80 Million Consumers—Not Just Transit

Skatin drew attention to a factor that often remains in the shadows: a region with a population of about 80 million people is capable of becoming a self-sufficient consumer market, rather than just a transit corridor.

He drew an analogy to Duisburg, Germany—the largest river port in Europe without sea access, which became the terminal point of the China–Europe rail corridor. The countries of Central Asia, he believes, must create similar logistics assets that retain added value within the region.

Data supports this point: in Kyrgyzstan, Tajikistan, and Uzbekistan, the vacancy rate for warehouse space is close to zero, while warehouse availability in Kazakhstan is less than 1 square meter per person, compared to 4 square meters in the United States.

Customs Consumes Half of Transit Time

A survey of transport session participants showed that 35% consider slow customs procedures and a lack of digital infrastructure to be the main obstacles to the seamless movement of goods.

Vadim Zakharenko from the International Road Transport Union (IRU) supported this with a figure, noting that at least 50% of the total transit time is spent crossing borders.

"We can have beautiful roads, but if a truck stands at the border for weeks, it does not help anyone," Zakharenko said, calling for the widespread implementation of the electronic TIR system. Central Asian countries have already shown that joining the TIR convention increased their road transport volumes by 86%.

Zakharenko also asked a rhetorical question that outlined the scale of the task: how far can a truck from China travel through Kazakhstan and Uzbekistan toward Europe using a single digital identifier?

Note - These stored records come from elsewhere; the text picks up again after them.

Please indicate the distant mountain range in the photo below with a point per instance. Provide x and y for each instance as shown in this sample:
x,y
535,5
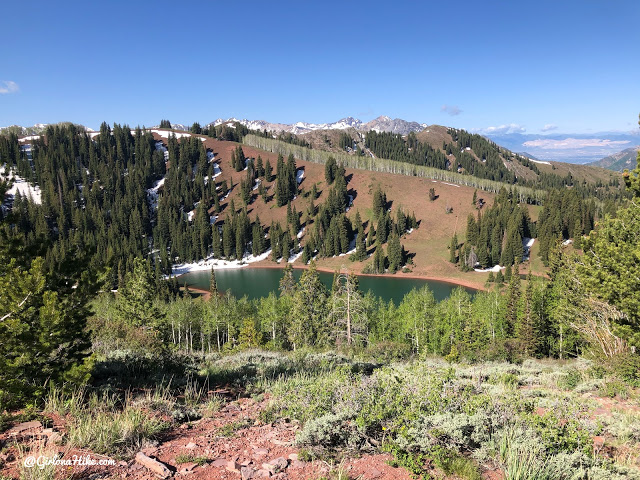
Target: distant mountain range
x,y
37,129
380,124
626,159
571,148
568,147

Roads Under Strain, Vessels in Queue

The national company KazAvtoZhol is recording a sharp increase in the load on the road network. Chief Engineer Sagikuly reported that the carrying capacity of modern Chinese, European, and Russian trucks frequently exceeds the design standards under which Kazakh roads were built. The company is deploying AI systems to monitor axle loads and is developing a unified digital platform, "EZholdar." The Ministry of Transport is reconstructing 37 border checkpoints.

The situation is similar on the Caspian Sea. Shirkhan Sabubekov from a Kazakh shipping company reported that vessels spend 30% to 40% of their voyage time in ports solely for paperwork processing. The company is responding to the challenge with two projects: building the largest container ship on the Caspian Sea with a capacity of 780 TEU and developing a new-generation ferry designed for two train sets.

Political Will and a Billion on the Horizon

The two sessions concluded with a consensus that technical and financial solutions for the transformation of the region exist, but coordination and political will are lacking.

"Governments simply need to start using the tools that are already there," Zakharenko concluded.

The EDB set a specific goal to form a US$1 billion project portfolio for "roads plus warehouses" over the next 12 months, acting not just as a financial institution but as a project office to consolidate the efforts of state and business.

The bank's new strategy for 2027–2031, approved this week by the board of directors, establishes the Eurasian transport and logistics space as one of the priority areas alongside industrial cooperation and digital transformation.

"The support provided to us by shareholders leaves us no choice but to continue active work," Podguzov said, concluding the plenary session.